Tenth Avenue & Horatio Street, Northeast & Southeast Corners (2006)

Tenth Avenue & Horatio Street, Southeast Corner (2010)

Tenth Avenue & Horatio Street, Northeast Corner (2010)

SE2006: scaffolding; 2010: scaffolding down, facelift/renovation apparently complete

NE2006: possible vacancy or new tenant suggested by raw plywood sheet in front of first storefront window; 2010: no change



Gansevoort Street

Tenth Avenue & Gansevoort Street, Northeast & Southeast Corners (2006)

Tenth Avenue & Gansevoort Street, Southeast Corner (2010)

Tenth Avenue & Gansevoort Street, Northeast Corner (2010)


SE2006: no signs of change on corner, construction visible at back between Washington Street and Greenwich Street; 2010: Weichsel beef unchanged except for busted parking sign (2006) gone (2010), also “do not enter” sign facing Tenth — is the octagonal stop sign still there, behind it? (probably)

NE2006: no signs of change; 2010: building down at back between Washington & Greenwich north of Gansevoort — "do not enter" sign facing Tenth (octagonal stop sign still behind it? looks a little like it) — new building visible in back right, also in far back left



Little West 12th Street

Tenth Avenue & Little West 12th Street, Northeast & Southeast Corners (2006)

Tenth Avenue & Little West 12th Street, Southeast Corner (2010)

Tenth Avenue & Little West 12th Street, Northeast Corner (2010)


SE2006: no signs of change on corner, but High Line restoration visible; 2010: Gansevoort Meat Center has been cleaned up (“facelift” might be an exaggeration)

NE2006: scaffolding center left; 2010: new scaffolding on right side of tavern — new building visible in back and another one in far back (both left)



West 13th Street

Tenth Avenue & West 13th Street, Northeast & Southeast Corners (2006)

Tenth Avenue & West 13th Street, Southeast Corner (2010)

Tenth Avenue & West 13th Street, Northeast Corner (2010)


SE2006: construction behind parking lot; 2010: new building finished, parking lot still there; new stop sign, also another sign (faces into 13th, can’t see what it says)

NE2006: building appears vacant; 2010: overhead conveyor structure partly down



What do these visible signs of change mean?

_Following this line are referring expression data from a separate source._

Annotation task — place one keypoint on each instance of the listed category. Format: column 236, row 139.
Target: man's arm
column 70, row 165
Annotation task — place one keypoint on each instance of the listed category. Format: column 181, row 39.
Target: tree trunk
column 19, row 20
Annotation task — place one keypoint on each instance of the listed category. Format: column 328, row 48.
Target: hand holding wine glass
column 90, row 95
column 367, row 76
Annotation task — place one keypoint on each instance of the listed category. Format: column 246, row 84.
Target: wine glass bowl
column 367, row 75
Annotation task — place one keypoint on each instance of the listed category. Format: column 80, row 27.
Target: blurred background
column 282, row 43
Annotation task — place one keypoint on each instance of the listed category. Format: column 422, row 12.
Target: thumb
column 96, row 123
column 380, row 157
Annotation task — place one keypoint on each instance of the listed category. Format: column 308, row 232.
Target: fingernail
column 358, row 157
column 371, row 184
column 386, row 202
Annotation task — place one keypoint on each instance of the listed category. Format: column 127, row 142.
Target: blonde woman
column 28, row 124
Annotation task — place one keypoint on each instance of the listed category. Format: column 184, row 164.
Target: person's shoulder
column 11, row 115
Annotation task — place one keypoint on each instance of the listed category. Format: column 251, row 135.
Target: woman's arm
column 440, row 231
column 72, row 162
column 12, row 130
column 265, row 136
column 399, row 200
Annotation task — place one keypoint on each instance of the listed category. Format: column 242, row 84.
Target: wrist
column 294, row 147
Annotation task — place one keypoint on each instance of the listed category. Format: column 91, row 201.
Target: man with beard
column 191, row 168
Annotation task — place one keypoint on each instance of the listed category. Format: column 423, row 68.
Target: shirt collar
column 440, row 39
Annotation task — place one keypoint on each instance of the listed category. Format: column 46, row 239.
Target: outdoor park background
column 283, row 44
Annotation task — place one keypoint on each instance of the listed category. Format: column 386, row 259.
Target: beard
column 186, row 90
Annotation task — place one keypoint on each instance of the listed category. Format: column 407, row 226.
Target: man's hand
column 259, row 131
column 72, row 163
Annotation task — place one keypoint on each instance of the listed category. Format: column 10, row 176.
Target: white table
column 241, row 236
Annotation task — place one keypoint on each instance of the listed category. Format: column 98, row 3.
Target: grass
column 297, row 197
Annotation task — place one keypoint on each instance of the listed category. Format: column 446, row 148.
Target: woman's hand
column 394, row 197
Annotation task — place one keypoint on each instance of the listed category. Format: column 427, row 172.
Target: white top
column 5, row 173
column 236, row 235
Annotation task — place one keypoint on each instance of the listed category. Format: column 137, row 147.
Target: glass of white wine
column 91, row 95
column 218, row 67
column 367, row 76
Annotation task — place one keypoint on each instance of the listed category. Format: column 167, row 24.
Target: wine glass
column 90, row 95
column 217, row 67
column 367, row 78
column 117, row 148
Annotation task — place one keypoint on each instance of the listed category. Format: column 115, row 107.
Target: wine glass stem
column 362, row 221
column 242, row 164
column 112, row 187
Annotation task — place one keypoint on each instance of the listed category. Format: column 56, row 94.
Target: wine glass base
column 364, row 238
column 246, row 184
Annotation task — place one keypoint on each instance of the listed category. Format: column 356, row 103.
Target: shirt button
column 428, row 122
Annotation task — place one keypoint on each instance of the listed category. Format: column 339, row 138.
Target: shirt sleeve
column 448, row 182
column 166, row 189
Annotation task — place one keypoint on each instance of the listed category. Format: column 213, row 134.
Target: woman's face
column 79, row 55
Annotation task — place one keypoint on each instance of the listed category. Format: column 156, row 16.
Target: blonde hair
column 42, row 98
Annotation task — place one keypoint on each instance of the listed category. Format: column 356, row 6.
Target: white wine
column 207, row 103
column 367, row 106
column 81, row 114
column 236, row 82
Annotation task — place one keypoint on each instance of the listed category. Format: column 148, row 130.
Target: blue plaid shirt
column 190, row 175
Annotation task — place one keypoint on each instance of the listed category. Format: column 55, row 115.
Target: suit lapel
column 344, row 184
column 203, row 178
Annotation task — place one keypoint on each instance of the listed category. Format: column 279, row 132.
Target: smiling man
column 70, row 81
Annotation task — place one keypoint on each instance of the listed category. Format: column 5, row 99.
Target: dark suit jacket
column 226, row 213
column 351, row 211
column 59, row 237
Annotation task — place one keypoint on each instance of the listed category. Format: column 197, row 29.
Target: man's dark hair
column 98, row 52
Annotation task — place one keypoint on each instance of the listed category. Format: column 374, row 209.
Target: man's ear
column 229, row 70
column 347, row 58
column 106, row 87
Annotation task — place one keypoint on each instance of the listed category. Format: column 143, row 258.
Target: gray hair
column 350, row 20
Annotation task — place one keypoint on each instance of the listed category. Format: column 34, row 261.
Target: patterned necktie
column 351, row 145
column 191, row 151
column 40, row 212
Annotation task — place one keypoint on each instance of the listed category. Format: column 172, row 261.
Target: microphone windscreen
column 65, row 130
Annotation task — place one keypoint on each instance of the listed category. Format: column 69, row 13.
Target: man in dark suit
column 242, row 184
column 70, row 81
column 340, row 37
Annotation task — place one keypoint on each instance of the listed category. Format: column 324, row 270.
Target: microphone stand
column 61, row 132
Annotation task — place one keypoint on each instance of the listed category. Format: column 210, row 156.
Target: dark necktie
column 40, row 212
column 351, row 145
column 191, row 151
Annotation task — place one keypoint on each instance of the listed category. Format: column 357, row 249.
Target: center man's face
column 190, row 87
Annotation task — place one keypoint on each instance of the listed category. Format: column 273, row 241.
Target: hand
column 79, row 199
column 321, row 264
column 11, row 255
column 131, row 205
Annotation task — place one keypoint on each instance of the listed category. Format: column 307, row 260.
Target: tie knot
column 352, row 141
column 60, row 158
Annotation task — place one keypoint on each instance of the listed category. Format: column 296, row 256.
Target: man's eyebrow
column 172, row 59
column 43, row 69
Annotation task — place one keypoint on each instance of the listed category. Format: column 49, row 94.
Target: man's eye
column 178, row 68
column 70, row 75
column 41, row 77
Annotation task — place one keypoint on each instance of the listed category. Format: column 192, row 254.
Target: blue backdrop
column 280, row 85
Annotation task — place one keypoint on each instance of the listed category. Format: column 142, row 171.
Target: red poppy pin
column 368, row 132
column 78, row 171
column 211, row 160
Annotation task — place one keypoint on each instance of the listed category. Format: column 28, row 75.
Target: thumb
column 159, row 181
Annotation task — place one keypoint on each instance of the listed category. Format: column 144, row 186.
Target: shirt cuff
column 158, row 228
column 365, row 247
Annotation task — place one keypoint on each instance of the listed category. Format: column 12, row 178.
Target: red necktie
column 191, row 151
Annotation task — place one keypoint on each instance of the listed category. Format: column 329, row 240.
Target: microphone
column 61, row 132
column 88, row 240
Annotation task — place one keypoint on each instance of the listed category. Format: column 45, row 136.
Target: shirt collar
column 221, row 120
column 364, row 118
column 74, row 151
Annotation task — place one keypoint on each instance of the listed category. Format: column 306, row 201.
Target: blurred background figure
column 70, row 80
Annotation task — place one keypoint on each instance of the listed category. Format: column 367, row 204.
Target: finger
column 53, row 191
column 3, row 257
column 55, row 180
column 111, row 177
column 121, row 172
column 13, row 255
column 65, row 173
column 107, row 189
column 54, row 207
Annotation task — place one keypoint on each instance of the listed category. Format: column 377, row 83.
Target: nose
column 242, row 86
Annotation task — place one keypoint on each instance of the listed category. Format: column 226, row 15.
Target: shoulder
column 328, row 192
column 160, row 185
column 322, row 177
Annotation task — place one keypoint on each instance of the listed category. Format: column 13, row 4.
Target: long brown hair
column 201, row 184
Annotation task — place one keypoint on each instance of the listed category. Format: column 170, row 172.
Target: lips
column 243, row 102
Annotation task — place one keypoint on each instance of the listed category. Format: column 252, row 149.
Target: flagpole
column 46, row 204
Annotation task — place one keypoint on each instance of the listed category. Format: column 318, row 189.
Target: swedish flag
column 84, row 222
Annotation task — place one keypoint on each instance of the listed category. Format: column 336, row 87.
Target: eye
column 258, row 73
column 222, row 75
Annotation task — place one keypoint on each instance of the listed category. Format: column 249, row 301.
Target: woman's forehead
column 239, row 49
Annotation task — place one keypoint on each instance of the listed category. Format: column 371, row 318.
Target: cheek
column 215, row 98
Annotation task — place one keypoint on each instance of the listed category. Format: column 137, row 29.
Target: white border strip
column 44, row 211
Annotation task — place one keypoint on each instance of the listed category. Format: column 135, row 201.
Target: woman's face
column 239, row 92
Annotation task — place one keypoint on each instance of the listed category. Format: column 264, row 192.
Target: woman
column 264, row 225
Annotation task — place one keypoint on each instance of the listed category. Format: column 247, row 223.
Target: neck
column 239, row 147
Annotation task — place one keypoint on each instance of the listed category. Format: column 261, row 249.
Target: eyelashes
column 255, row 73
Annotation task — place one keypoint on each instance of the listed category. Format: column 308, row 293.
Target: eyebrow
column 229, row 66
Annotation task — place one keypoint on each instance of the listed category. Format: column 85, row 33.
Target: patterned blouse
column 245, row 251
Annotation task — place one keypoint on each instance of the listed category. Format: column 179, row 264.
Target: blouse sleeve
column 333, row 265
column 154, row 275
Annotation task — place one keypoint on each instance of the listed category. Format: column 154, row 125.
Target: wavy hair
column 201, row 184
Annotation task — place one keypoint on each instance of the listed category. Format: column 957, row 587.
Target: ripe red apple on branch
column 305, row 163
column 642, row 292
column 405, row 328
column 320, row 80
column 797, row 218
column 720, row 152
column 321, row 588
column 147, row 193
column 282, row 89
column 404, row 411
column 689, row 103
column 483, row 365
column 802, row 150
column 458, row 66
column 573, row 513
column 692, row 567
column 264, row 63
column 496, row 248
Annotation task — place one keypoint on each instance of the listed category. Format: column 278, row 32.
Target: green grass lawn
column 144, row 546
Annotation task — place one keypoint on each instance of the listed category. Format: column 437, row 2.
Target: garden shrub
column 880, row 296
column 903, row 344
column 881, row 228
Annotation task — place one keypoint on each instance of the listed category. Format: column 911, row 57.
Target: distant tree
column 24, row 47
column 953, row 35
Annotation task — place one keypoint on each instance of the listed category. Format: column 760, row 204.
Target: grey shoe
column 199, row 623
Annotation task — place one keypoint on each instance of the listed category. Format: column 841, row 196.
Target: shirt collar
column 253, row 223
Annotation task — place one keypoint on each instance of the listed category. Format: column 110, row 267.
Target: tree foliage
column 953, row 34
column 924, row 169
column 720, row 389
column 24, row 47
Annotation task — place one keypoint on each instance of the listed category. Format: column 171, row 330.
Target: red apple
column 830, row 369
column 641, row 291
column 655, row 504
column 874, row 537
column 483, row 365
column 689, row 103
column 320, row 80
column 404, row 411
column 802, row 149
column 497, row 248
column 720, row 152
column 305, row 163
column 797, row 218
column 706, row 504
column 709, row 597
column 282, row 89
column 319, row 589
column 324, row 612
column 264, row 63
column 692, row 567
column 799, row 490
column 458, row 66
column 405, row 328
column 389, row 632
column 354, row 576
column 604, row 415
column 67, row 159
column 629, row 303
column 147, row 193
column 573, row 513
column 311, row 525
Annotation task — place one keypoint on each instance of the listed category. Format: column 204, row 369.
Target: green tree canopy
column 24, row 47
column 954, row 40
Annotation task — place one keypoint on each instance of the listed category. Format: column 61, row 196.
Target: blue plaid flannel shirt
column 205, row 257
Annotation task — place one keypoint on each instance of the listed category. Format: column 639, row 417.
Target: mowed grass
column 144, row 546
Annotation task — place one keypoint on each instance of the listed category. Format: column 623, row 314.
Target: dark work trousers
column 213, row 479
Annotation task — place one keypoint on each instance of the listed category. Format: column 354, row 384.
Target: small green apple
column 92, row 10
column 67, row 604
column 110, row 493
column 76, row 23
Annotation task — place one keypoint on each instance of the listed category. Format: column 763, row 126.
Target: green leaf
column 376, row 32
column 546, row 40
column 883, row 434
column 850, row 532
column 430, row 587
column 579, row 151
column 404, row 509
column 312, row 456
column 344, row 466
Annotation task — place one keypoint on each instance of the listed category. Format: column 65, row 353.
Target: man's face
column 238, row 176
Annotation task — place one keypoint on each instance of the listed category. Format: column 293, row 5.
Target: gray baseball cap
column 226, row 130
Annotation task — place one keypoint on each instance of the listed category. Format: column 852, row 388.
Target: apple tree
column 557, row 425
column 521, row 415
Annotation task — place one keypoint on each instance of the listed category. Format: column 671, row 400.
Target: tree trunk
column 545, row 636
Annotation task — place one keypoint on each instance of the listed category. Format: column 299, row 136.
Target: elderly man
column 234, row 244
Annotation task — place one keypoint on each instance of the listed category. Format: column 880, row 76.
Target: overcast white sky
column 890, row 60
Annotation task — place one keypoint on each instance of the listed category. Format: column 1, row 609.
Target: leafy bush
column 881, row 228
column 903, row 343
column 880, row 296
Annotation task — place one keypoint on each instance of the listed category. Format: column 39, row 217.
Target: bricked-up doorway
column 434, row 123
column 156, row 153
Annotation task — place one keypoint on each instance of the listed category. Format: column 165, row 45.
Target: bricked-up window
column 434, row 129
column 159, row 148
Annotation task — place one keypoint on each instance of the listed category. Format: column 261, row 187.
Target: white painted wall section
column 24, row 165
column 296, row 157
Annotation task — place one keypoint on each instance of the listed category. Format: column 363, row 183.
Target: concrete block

Especially in an area — not to say "neighborhood" — like this one, a kind of "no man's land," a rump, a remnant of many things simultaneously, left over from the heyday of the meatpacking industry, the elevated West Side Highway, the High Line (and before it the street level tracks), the piers — even for New York, even for Manhattan, this is a lot of change, much of it in a relatively short span of time.

This is enough for one post, but I'll return to the "what does it mean" question very shortly.